The Java User Group Lausanne (JUGL) organized last week an evening where Java quality analysis tools were compared side-by-side, analyzing the same open source project. More than 100 participants came to watch the presentations done by
* Headway Software
Each tool was presented during 20 minutes, analyzing the same code base: the version 2 of the IceScrum open source project management tool. All tools have a different approach to quality, there are however a lot of common defects that are targeted by most of them like unit testing coverage, code duplication, dangerous code, code dependencies, coding standards respect.
The evening started with Sonar, the only open source tool of this presentation. Its aim is to produce quality dashboards (technical or management) of software development projects. The tool integrates existing commercial and open source specialized quality tools (PMD, Checkstyle, etc.) or plugins that are developed specially for Sonar to analyze the code under different perspectives. With its open architecture, every programming language could be covered by Sonar.
The next tool was JTest from Parasoft. It belongs to a wider quality framework and has both static and dynamic code analysis features. The static analysis comes with 1100 predefined rules and can also simulate code execution to produce a data flow analysis. The dynamic analysis is created by monitoring the code execution in the JVM.
XDepend was the third presentation. This tools focuses more on the design and architecture aspects of the projects. Inspired by the NDepend for .NET, the tool is strong on managing dependencies. Another interesting feature is the graphical representation of the relative importance of all components of the project where different metrics can be visualized. The tool bases its analysis on CQL that could be defined as a query language for code.
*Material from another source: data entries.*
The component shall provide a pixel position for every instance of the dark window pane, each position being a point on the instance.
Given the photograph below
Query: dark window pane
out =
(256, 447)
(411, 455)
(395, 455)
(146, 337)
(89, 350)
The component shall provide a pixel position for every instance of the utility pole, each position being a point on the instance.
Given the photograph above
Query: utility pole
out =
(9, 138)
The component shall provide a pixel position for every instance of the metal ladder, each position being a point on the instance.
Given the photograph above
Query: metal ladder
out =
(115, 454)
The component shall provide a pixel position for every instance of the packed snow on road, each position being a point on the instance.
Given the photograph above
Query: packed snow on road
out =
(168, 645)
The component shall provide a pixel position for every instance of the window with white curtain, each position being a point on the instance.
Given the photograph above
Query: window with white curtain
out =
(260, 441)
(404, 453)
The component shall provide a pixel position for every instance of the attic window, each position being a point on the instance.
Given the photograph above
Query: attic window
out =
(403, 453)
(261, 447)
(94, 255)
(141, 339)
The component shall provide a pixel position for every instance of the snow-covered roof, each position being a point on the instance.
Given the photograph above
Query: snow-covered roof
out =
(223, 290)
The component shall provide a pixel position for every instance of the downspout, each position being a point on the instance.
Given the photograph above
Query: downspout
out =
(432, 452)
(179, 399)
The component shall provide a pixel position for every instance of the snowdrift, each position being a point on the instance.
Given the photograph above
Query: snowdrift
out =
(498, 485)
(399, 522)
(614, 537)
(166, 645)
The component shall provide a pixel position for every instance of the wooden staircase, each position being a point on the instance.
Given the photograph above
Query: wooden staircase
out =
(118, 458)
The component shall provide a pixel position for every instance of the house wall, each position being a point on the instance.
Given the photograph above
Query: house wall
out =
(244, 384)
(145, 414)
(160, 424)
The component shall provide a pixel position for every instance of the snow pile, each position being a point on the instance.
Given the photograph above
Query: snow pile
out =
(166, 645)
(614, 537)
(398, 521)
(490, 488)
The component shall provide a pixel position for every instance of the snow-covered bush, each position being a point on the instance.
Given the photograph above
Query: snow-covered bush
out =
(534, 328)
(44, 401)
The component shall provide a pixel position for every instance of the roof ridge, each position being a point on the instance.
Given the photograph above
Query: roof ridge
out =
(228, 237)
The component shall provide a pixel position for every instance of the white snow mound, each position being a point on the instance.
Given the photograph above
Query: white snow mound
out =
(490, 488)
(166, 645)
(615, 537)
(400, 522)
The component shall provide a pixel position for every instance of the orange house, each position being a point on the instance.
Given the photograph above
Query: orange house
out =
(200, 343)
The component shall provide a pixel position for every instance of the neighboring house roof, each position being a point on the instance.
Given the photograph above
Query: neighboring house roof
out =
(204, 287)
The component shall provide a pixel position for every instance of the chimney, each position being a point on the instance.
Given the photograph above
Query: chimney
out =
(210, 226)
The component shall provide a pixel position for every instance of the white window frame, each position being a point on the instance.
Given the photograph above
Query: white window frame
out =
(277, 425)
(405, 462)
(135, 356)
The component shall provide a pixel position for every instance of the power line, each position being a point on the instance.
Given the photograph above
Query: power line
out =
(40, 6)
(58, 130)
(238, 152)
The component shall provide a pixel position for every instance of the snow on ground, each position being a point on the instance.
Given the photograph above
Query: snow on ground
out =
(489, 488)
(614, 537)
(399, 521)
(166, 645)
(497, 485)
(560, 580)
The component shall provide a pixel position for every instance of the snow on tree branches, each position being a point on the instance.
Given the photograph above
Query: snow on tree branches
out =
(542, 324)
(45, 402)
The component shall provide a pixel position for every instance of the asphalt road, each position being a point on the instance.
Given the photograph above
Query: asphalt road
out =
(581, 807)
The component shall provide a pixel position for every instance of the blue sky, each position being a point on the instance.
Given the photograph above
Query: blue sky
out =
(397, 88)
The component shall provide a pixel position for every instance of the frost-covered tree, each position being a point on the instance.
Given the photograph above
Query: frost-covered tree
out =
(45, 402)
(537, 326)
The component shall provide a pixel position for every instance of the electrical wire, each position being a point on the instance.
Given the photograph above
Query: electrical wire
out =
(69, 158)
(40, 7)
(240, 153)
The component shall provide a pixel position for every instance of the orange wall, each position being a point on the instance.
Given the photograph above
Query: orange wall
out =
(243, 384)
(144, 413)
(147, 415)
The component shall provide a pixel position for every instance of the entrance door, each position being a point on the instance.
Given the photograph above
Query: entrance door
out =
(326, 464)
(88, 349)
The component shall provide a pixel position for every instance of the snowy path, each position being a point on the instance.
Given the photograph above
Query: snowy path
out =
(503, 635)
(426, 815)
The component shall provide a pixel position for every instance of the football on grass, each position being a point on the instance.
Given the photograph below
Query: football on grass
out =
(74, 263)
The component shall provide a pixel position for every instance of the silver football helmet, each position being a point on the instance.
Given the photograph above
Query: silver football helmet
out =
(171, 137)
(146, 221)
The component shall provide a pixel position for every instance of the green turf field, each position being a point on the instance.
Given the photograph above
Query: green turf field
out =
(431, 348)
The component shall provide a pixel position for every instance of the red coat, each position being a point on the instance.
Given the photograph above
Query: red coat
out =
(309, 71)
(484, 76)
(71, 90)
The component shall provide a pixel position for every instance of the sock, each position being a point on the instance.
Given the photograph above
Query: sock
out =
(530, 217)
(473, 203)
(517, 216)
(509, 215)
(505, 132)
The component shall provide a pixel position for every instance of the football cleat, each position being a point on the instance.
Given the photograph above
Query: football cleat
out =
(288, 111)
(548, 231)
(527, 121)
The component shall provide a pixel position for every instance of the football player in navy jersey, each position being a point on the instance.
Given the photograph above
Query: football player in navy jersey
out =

Structure 101 and Restructure 101 from Headway Software are also more focused on the architectural side of the application. Dependencies and complexity are analyzed by Structure 101. This provides the basis for refactoring the architecture with Restructure 10, improving the application quality without necessarily modifying the code.
Finally, Coverity Integrity Center offers a more classical code analysis vision. A particular feature is the capability to identify the same defect across the many branches of a product (current version, release n+1, etc.) that can exist in the configuration management system.
During the final discussion, questions were asked to all presenters on the customization options of their tools, the handling of “false positive” and where the analysis could and should be done (on the developer machine or on a shared team server). Two companies that couldn’t present during this session, Kalistick and Squoring, have analyzed the same code and put the results on the web.